Data_Sheet_1_Cancer Cells Expressing Oncogenic Rat Sarcoma Show Drug-Addiction Toward Epidermal Growth Factor Receptor Antibodies Mediated by Sustained MAPK Signaling.docx

Epidermal growth factor receptor (EGFR) antibodies may have detrimental effects in patients with metastatic colorectal cancer expressing oncogenic Rat sarcoma (RAS). Since a significant number of patients acquire RAS-mediated resistance during EGFR-directed treatment, understanding the molecular mechanism underlying these antibody-mediated tumor-promoting effects is of relevance to design more resistance-preventive treatment approaches. To test this, we set up a Ba/F3 cellular model system transformed to EGFR/RAS dependency to be able to study proliferation, RAS activity as well as MAPK signaling upon inhibition of wild-type RAS isoforms by therapeutic EGFR antibodies. Here, we show that the EGFR antibodies cetuximab and panitumumab induce paradoxical stimulation and enhance proliferation in cells expressing oncogenic RAS (KRAS G12V). These experiments clearly showed that the stimulatory effect is a direct result of the antibody-EGFR interaction leading to prolonged mitogen-activated protein-Kinase (MAPK) signaling. The effect was also induced by antibody-chemotherapy combinations but always depended on simultaneous low-level ligand-dependent EGFR pathway activation. Moreover, we observed significant growth retardation of RAS mutant cells after antibody withdrawal compatible with a drug-addiction phenotype. Our data suggests that EGFR antibodies paradoxically sustain MAPK signaling downstream of oncogenic RAS thereby driving proliferation of RAS mutant tumors or tumor subclones. The observed drug-addiction encourages fixed-duration or liquid-biopsy-guided drug holiday concepts to preventively clear RAS mutant subclones selected under EGFR-directed therapeutic pressure.

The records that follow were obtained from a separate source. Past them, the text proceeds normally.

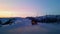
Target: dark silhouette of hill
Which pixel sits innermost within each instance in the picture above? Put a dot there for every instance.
(46, 19)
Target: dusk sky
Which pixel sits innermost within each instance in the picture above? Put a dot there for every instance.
(24, 8)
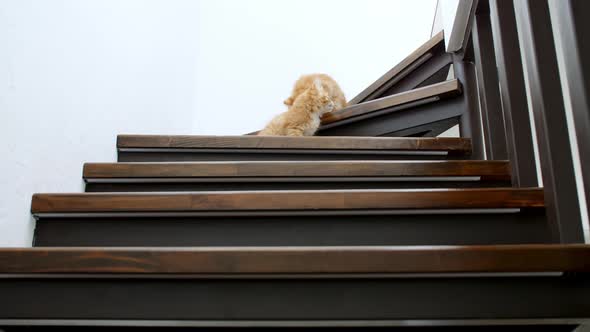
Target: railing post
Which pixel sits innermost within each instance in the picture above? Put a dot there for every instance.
(469, 122)
(561, 197)
(487, 84)
(571, 25)
(514, 104)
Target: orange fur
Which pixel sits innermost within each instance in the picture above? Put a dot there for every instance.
(303, 117)
(329, 85)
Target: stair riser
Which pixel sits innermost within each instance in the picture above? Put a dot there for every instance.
(234, 186)
(309, 230)
(129, 155)
(398, 120)
(227, 301)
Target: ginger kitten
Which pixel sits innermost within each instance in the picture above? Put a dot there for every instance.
(329, 85)
(303, 117)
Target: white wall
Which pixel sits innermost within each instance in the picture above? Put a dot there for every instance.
(74, 73)
(251, 52)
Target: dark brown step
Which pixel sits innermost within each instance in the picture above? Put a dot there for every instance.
(293, 218)
(393, 103)
(417, 58)
(389, 104)
(305, 287)
(290, 175)
(236, 148)
(288, 200)
(301, 260)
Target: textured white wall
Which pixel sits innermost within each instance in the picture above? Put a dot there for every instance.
(74, 73)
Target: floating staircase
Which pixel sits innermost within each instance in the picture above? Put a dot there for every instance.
(353, 228)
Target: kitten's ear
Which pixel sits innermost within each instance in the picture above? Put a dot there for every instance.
(317, 84)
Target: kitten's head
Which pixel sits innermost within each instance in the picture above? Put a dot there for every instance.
(322, 101)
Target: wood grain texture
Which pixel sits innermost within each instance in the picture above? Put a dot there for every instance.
(289, 200)
(459, 145)
(298, 260)
(423, 50)
(488, 169)
(441, 90)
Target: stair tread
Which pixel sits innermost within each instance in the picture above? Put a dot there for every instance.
(298, 260)
(439, 90)
(292, 200)
(239, 169)
(282, 142)
(423, 50)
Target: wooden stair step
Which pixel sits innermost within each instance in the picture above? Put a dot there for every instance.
(419, 56)
(305, 287)
(301, 260)
(396, 102)
(234, 148)
(289, 200)
(289, 175)
(293, 218)
(388, 104)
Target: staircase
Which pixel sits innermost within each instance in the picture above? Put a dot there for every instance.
(374, 223)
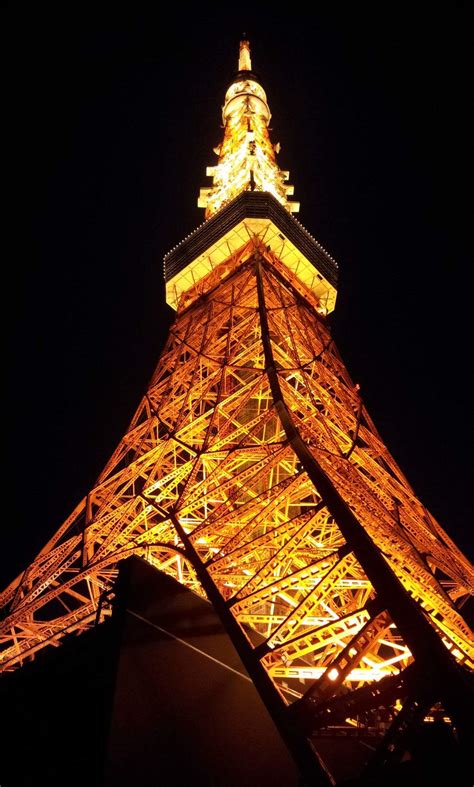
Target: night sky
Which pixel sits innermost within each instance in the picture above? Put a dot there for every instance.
(110, 123)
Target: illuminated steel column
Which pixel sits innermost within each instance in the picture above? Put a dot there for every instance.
(253, 474)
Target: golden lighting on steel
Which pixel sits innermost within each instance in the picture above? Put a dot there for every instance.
(208, 478)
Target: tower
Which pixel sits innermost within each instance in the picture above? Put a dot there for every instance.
(253, 474)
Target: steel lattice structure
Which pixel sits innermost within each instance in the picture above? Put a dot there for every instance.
(252, 473)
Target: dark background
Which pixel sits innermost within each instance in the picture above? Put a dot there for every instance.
(109, 124)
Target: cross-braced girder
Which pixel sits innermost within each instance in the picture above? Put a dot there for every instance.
(210, 480)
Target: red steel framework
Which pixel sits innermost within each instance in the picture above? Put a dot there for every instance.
(253, 474)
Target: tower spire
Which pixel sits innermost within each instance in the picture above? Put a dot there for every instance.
(245, 62)
(246, 155)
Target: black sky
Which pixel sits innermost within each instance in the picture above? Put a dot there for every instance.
(110, 122)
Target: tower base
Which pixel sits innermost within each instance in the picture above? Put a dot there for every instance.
(157, 695)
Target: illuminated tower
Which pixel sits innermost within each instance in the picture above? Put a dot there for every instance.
(253, 474)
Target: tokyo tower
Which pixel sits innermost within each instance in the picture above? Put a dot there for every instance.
(253, 474)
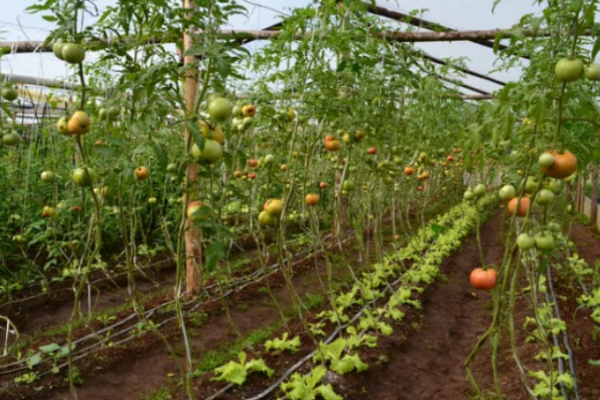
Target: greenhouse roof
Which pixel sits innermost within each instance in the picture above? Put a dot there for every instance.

表皮生长因子受体（EGFR）抗体可能对表达致癌性鼠肉瘤（RAS）的转移性结直肠癌患者产生有害影响。鉴于大量病人在EGFR靶向治疗过程中获得了RAS介导的耐药性，理解这些抗体介导的肿瘤促进作用背后的分子机制对于设计更有效的耐药性预防治疗方案具有重要意义。为此，我们构建了一个Ba/F3细胞模型系统，该系统被转化为EGFR/RAS依赖性，以便研究在通过治疗性EGFR抗体抑制野生型RAS同种型后，细胞的增殖、RAS活性和MAPK信号传导。在本研究中，我们发现EGFR抗体西妥昔单抗和帕尼单抗在表达致癌RAS（KRAS G12V）的细胞中诱导了矛盾性的刺激并增强了细胞的增殖。这些实验明确显示，刺激效应是抗体与EGFR相互作用导致有丝分裂原激活蛋白激酶（MAPK）信号传导延长的直接结果。这种效应也由抗体-化疗联合诱导，但始终依赖于同时低水平的配体依赖性EGFR通路激活。此外，我们还观察到抗体撤回后RAS突变细胞的显著生长抑制，这与药物成瘾表型相符。我们的数据表明，EGFR抗体通过矛盾性地维持致癌RAS下游的MAPK信号传导，从而驱动RAS突变肿瘤或肿瘤亚克隆的增殖。观察到的药物成瘾现象鼓励采用固定期限或液体活检引导的药物假期概念，以预防性清除在EGFR靶向治疗压力下选出的RAS突变亚克隆。